Pete Greskoff · Oct 11, 2021 go to post

You should review your license agreement with your account team. Licenses are typically per-user (where a user at a different IP counts as a separate user), but there are also connection limits for each user (each 'job' is a new connection as long as it is still around), and exceeding them can cause one user/IP to consume many licenses. 

Pete Greskoff · Oct 8, 2021 go to post

If creating processes is slow, it might be worth looking into using Job Servers. This is a pool of processes that wait to handle 'job' requests. 

Pete Greskoff · Oct 8, 2021 go to post

This is likely an issue with the OS - it shouldn't take that long to create a new process.
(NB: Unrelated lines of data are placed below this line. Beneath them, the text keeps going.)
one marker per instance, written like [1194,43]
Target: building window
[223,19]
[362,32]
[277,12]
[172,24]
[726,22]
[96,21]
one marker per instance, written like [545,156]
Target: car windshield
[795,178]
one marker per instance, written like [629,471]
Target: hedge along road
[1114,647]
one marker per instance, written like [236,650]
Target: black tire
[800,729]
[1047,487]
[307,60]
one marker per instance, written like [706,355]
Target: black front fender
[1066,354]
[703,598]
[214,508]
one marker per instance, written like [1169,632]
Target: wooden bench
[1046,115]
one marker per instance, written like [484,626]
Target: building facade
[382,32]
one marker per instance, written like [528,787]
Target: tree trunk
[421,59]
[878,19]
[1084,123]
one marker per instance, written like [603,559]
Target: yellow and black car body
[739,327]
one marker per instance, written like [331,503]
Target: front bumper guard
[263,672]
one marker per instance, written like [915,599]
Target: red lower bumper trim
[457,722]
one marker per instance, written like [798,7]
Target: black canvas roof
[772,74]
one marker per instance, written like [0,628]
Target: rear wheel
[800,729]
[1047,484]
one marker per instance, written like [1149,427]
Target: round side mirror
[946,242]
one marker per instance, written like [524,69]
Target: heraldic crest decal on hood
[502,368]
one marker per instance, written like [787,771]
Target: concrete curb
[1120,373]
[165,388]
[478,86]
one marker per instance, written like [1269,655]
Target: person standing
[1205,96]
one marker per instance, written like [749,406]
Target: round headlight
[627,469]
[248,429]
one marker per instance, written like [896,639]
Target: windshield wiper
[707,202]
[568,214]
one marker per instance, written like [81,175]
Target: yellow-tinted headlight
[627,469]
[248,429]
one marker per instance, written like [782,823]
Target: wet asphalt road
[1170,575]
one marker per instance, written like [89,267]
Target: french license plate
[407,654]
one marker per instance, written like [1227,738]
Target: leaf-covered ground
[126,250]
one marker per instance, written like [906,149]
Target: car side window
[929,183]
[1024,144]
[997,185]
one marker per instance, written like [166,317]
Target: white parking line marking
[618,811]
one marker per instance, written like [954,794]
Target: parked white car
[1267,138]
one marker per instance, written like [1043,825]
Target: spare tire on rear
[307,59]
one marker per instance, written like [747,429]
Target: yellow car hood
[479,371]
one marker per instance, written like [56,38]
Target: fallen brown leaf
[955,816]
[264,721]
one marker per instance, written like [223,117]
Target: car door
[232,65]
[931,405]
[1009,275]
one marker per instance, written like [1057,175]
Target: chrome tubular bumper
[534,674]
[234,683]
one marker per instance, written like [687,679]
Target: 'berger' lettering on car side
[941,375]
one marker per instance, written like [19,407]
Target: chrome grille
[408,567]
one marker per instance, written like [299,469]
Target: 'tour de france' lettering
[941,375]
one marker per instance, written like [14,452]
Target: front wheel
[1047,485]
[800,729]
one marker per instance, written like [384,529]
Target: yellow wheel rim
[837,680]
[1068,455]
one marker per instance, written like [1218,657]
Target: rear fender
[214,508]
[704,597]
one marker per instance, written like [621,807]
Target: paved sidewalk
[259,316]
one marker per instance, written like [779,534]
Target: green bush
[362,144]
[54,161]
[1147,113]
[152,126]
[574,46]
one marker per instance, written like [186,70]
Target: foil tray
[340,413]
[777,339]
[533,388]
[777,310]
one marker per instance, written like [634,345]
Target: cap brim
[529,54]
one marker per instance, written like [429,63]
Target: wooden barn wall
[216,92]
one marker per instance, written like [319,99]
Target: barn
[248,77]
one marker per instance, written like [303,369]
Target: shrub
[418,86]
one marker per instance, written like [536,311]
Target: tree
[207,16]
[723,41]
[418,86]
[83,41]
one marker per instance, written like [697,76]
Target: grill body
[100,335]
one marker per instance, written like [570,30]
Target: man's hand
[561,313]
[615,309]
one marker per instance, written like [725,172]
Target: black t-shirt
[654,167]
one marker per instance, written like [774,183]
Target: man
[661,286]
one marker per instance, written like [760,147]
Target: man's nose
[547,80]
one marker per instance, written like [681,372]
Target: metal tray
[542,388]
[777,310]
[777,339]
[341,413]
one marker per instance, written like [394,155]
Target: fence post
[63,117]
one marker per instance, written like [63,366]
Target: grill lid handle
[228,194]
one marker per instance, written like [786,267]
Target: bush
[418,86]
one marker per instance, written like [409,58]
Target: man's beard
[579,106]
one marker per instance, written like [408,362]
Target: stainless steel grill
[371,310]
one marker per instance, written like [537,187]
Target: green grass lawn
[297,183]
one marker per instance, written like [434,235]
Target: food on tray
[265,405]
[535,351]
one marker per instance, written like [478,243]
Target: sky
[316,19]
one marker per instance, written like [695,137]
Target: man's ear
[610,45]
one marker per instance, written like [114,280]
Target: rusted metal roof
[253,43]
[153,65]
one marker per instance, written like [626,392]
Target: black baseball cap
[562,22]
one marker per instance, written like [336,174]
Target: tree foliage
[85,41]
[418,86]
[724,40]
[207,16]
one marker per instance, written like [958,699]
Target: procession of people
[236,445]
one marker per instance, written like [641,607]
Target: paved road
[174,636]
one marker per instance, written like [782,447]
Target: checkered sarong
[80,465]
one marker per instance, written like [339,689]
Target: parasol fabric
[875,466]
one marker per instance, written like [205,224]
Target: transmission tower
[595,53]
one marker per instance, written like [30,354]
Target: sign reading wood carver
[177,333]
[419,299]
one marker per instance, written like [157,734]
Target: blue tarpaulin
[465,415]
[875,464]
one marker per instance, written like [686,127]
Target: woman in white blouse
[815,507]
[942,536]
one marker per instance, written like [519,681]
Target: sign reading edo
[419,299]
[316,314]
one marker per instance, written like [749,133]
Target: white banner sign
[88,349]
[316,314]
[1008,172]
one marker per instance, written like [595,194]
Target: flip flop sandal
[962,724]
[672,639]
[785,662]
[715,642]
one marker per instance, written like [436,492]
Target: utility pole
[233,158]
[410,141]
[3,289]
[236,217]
It might be worth gathering an OS-level trace of your process while you do this to narrow down where the time is spent. Depending on platform, the trace can be gathered with strace, truss, Windows process monitor, or others.

Pete Greskoff · Jul 27, 2021 go to post

Are you doing something like 'new myarr' in mytag? That would behave as you described.

Pete Greskoff · Jul 1, 2021 go to post

From the documentation: "The best strategies for backing up databases are external backup and online backup." External backup involves external scripts (examples are included in the documentation, but do not show actually taking the backup, as that is done by 3rd party technology). This is generally the best way to take backups. Online backups can be configured and run from within Caché. All the various backup strategies, and details about how to use them, are available here:

https://docs.intersystems.com/latest/csp/docbook/Doc.View.cls?KEY=GCDI_…

Pete Greskoff · Mar 3, 2021 go to post

This is best to be handled by the WRC. Please contact support@intersystems.com and provide the full cconsole.log as well as the timing of your attempted startup and details of what you deleted, how, and when.

For what it's worth, my best hypothesis based on the snippets you provided is that you have custom startup code that isn't completing (possibly due to whatever you deleted), which is blocking startup from continuing.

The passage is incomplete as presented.